A key piece of secondary, he committed a costly penalty that helped the Titans rally.

New York Jets cornerback Trumaine Johnson (22) breaks

New York Jets cornerback Trumaine Johnson (22) breaks up a pass intended for Tennessee Titans wide receiver Corey Davis (84) in the second half of an NFL football game Sunday, Dec. 2, 2018. Photo Credit: AP/Mark Zaleski

NASHVILLE, Tenn. — As teammates dressed and packed up around him, Trumaine Johnson remained at his stall in the visiting locker room at Nissan Stadium on Sunday evening, shirt off, face turned away, shaking his head in his hands.

Did the Jets’ 26-22 loss to the Titans hurt more than most after they took an early 16-0 lead that featured an interception return for a touchdown by Johnson?

“We beat ourselves,” the cornerback said after taking longer than most to shower and dress. “I hate losing. I hate losing. I hate losing. You look back at this game, we dominated most of the game and we came up short.”

Johnson’s up-and-down game reflected an up-and-down season since he signed as a free agent from the Rams for five years and $72.5 million — with $34 million coming in the first two years — making him a key piece of a secondary the team was relying on as a defensive foundation.

That 31-yard pick-6 — the fourth of his career — in the first quarter ended an NFL record-tying five-game stretch without a takeaway for the Jets and gave them a 10-0 lead.

“It’s always good to create a turnover and then score on defense,” he said glumly when asked about the big play.

But as the defense crumbled late in the game, Johnson made a key mistake, getting called for a facemask penalty that moved the Titans from their 46-yard line to the Jets’ 39. Four plays later, the lead was gone for good.

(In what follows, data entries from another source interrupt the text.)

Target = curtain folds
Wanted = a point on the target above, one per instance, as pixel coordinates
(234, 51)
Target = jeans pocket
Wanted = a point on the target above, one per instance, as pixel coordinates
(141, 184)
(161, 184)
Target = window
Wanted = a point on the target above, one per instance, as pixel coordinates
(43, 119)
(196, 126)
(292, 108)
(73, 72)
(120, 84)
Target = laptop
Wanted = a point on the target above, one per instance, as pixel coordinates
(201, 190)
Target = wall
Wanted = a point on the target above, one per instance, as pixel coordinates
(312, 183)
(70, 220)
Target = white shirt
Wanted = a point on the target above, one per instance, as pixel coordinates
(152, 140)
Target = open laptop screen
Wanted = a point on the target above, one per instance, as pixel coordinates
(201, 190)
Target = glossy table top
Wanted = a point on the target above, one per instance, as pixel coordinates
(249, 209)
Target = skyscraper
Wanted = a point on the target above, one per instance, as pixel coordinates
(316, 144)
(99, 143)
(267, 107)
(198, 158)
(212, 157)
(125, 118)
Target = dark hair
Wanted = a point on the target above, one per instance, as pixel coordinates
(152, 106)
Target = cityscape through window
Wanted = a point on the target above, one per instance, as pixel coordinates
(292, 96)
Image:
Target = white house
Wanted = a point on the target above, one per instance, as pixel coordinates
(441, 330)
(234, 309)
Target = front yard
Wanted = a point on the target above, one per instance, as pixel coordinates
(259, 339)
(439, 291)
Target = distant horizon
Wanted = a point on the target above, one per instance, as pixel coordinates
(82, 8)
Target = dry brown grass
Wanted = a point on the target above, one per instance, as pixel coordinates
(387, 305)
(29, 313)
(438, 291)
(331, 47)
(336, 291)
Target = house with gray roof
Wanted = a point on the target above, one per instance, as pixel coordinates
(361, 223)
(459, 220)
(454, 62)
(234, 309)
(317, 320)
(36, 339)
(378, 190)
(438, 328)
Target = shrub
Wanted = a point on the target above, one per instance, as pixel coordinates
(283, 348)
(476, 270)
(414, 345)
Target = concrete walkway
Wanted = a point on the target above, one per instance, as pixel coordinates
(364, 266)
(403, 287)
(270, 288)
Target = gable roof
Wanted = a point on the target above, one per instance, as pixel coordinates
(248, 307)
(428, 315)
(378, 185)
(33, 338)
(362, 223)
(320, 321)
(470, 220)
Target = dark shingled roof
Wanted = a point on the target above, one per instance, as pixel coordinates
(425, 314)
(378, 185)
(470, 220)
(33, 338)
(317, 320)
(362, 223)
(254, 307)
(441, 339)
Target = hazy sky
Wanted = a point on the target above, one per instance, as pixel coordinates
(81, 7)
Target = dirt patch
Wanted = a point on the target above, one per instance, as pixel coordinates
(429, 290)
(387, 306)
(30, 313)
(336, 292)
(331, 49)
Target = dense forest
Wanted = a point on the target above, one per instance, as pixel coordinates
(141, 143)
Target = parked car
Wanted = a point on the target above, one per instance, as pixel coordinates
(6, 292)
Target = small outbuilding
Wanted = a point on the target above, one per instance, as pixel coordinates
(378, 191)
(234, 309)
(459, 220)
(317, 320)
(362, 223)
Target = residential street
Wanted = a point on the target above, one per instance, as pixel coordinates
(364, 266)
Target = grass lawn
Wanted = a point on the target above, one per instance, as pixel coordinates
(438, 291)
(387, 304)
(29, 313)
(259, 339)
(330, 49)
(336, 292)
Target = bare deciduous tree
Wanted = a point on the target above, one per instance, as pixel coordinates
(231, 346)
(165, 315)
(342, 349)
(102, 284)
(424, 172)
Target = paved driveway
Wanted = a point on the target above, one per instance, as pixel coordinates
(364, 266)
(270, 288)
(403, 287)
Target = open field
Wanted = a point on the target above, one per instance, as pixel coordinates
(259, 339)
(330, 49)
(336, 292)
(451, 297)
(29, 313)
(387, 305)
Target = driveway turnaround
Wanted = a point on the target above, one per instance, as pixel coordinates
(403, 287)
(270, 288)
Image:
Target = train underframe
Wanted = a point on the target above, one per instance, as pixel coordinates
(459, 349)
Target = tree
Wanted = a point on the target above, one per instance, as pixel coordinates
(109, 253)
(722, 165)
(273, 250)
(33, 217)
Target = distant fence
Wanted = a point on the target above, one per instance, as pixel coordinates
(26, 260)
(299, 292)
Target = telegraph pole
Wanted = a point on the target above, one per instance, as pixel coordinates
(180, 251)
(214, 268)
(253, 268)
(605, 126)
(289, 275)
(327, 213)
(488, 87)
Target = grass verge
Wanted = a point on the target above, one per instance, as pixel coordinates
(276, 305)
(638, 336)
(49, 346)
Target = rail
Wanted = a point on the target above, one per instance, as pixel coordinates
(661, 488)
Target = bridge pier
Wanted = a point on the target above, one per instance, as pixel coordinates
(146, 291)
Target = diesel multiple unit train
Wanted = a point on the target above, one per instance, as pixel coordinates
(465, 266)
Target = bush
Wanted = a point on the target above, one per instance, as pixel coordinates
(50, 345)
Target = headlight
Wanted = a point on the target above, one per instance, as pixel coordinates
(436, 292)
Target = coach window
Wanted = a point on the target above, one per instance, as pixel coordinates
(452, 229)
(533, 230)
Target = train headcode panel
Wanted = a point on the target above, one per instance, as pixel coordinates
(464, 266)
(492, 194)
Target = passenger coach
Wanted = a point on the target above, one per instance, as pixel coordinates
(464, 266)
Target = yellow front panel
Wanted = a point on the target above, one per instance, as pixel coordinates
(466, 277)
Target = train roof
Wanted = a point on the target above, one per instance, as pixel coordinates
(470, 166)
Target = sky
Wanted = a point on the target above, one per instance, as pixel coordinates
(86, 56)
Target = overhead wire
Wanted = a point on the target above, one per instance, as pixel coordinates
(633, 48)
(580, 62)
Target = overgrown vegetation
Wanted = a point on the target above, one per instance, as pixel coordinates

“Regardless of what we did the first, second, third, fourth quarter, when it’s crunch time, two minutes left, you can’t do that,” he said. “I put that on me.”

Asked about the penalty, he said simply, “It’s a facemask, a penalty.”

How does that happen? “You’ve got to be smart. You’ve got to know what’s going on. I pride myself on situational football and we didn’t follow through with that the last two, three minutes.”

The interception was Johnson’s first since the opener in Detroit. He missed five midseason games with an injury and has not made many of the big plays expected of him, especially with that contract.

Did the interception return provide a confidence boost? “My confidence has been there, never wavered for the most part,” he said. “I’m trying to help this team win.”

Johnson, 28, is not going anywhere, so the team will look to him as part of the solution next season.  He was on some bad Rams teams before new coach Sean McVay turned things around in 2017.

He would not comment on whether the Jets could get a jump-start by changing coaches, but he did say learning to win takes time. “It’s definitely a process,” he said, “but if you go back and look at that game, the game should have been won by us. We beat ourselves. A lot of games we beat ourselves.”

Johnson said the Jets already have the players in place to turn it around. “We’re good now,” he said. “I really believe that. I believe we’re good now.”

But not good enough to close out a game against a mediocre opponent with a struggling offense.

He said the defense was “flat” down the stretch.

“[The coaches] have done everything in their power to put us in the right situation; we preach it,” he said. “Put that [loss] on myself. I can take it.”